Profits for the UK’s top 100 restaurant groups have plummeted 64 per cent in the past year, new research shows.

The largest chains earned pre-tax profits of £125m between them over the last year, down from £345m the year before, accountancy firm UHY Hacker Young found.

The research comes in the wake of several high-profile examples of restaurant chains being forced to restructure or to undertake large-scale closures.

On Friday, Prezzo announced 94 branches would shut in coming months while the Casual Dining Group, which owns high-street chains Café Rouge and Bella Italia, recently reported an 18 per cent increase in losses to £60m.
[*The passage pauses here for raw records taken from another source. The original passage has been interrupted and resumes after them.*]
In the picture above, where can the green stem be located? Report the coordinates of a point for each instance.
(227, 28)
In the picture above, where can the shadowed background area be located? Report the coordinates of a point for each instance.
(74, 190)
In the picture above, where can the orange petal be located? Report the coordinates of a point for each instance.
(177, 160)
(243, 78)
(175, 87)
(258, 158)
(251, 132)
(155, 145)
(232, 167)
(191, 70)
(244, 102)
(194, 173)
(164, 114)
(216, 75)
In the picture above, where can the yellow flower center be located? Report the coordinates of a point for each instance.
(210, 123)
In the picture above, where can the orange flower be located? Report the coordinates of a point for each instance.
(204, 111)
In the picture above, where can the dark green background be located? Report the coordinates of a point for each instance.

UHY said that major causes of the sector’s woes include over-expansion coinciding with soaring costs such as rising business rates, increased supplier and staff costs and poor footfall.

Although the Chancellor has brought forward a planned cut to business rate rises by two years (to 2018), more could be done by the Government to help the sector, in particular smaller restaurants, UHY said.

Recently, a group of major restaurant bosses, including the chief executives of Bill’s and the Casual Dining Group, wrote a letter to the Chancellor asking for “root and branch” reform of business rates.

Peter Kubik, Partner at UHY said the restaurant industry had grown ahead of demand in recent years and is now going through a temporary phase of removing excess capacity.

“Our view is that many of these chains that are running at a loss are sustainable businesses once those excess branches are shed,” he said.

“Trading conditions over the past year in particular have become more difficult for restaurants, particularly with rising inflation and recent dips in high street footfall.

“Above-inflation rises in the National Minimum Wage are very hard to sustain in low margin businesses.

“The rise of Deliveroo has also had a mixed impact on restaurants because it has often deprived them of sales of alcohol and other drinks, which are normally high-margin sales in restaurants.

“The Government is moving in the right direction in reducing business rates, but more can be done. Some commentators say that rates for some businesses could rise by more than £24,000 in the next five years.”